Daughter of Polish and Romanian immigrants, she was born in Canada and studied composition in England, with teachers such as renowned soundtrack composers Dario Marianelli and Gabriel Yared, being an assistant to George Fenton. In 2006 he won the BBC’s main award for New Talent, New TV Composers, and went on to compose scores professionally. He debuted in cinema in 2012, with the film The Imposter, by director Bart Layton and gained prominence in the specialized critics, and has only been collecting nominations and praise since then.

As she herself explains on her website, although she is eclectic in her works, “she has an affinity for dark, melancholic and atmospheric music, growing up with large doses of bands like The Cure, Sonic Youth, and Radiohead, among others.

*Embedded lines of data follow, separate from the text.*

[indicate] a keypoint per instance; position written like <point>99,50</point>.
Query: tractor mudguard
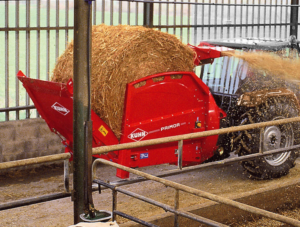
<point>256,98</point>
<point>54,102</point>
<point>163,105</point>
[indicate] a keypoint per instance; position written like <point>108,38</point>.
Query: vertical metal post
<point>81,69</point>
<point>115,202</point>
<point>294,18</point>
<point>148,15</point>
<point>66,175</point>
<point>261,140</point>
<point>176,207</point>
<point>179,151</point>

Whether with guitars or orchestras, Anne has a remarkable melody for each work. If in Dropout he was able to use synthesizers a lot, to punctuate “the world of science”, with the new series there would be no way to escape the classic, at least not completely.

As a fan of the soundtrack to the 1988 film Dangerous Liaisons, written by none other than her teacher, George Fenton, Anne faced the challenge with an open heart. “I remembered the movie, I was familiar with the book, and I thought, ‘I want to be a part of the project,’” she said in a behind-the-scenes story.

To make things even more interesting, Anne decided to avoid the “traditional sound” of period films, bringing modernity to the story with a more avant-garde approach. He had the opportunity to go to Prague to follow the recordings and even compose a 12 minute opera, which appeared in some episodes. It was for her one of the most defining moments of her career, inspired by Mozart’s compositions. Being able to be backstage when her music was played on stage was special for her. “Being able to sit there and listen to my opera was a special experience,” he said.

I’m betting on awards for Anne Nikitin‘s work with Dangerous Liaisons. She deserves it!